— "Фальшивый купон", — подсказал Руга. — «Плоды просвещения». «Власть тьмы»…
— Да, да, — кивал Березовский. — И это его обещание лечь на рельсы — ведь тоже моя была формулировка!
Руга благоговейно замолчал.
Глухой сентябрьской ночью, с почти точным совпадением даты, Березовский в сопровождении любимой дочери Лизы, личного врача и Доренко в качестве секретаря выехал на станцию. Лошадей купили в Туле, коляска была толстовская, прилично сохранившаяся.
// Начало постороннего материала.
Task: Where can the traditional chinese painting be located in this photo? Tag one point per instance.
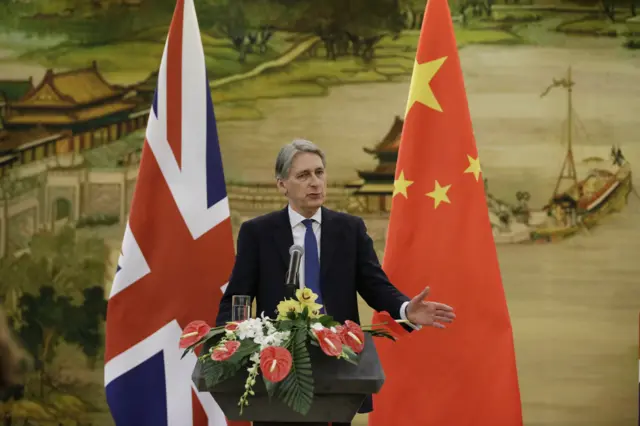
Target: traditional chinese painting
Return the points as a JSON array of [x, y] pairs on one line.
[[554, 99]]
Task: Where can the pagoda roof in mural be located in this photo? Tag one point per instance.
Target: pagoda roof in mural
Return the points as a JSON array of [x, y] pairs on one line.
[[13, 90], [391, 141], [70, 88]]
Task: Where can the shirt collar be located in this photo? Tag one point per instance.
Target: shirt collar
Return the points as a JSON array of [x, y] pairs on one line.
[[296, 218]]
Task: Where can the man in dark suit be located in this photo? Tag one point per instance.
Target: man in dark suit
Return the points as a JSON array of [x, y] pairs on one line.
[[339, 260]]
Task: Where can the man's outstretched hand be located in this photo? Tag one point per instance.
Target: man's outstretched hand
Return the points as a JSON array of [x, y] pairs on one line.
[[434, 314]]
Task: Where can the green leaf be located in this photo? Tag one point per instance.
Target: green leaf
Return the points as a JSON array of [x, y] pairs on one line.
[[296, 390], [215, 372], [212, 333], [271, 387]]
Почесывая отрастающую бороду, Березовский по недавно выработавшейся привычке записывал что-то в дневник, который прятал за голенище. «В чем моя вера? — думал он. — Что такое искусство?». Подобные мысли никогда ещё не приходили ему в голову, и новизна их была ему тем приятнее, что 99 процентов всего человечества живут, делая не то, что должно быть делаемо ими, а то, что легко и приятно, тогда как главное в нас как раз и есть то, что трудно и неприятно, но оно одно должно составлять основу духовной жизни. Так думал он, пока коляска катила через мокрый, каплющий лес с его духом прели и сырости, и взглядывал на большое, спокойное небо с бегущими по нём тучами — и всё, чем жил он прежде, так представлялось ему ничтожно и смешно в сравнении с этим огромным небом, что он махнул только рукою и, оборотясь к дочери, засмеялся.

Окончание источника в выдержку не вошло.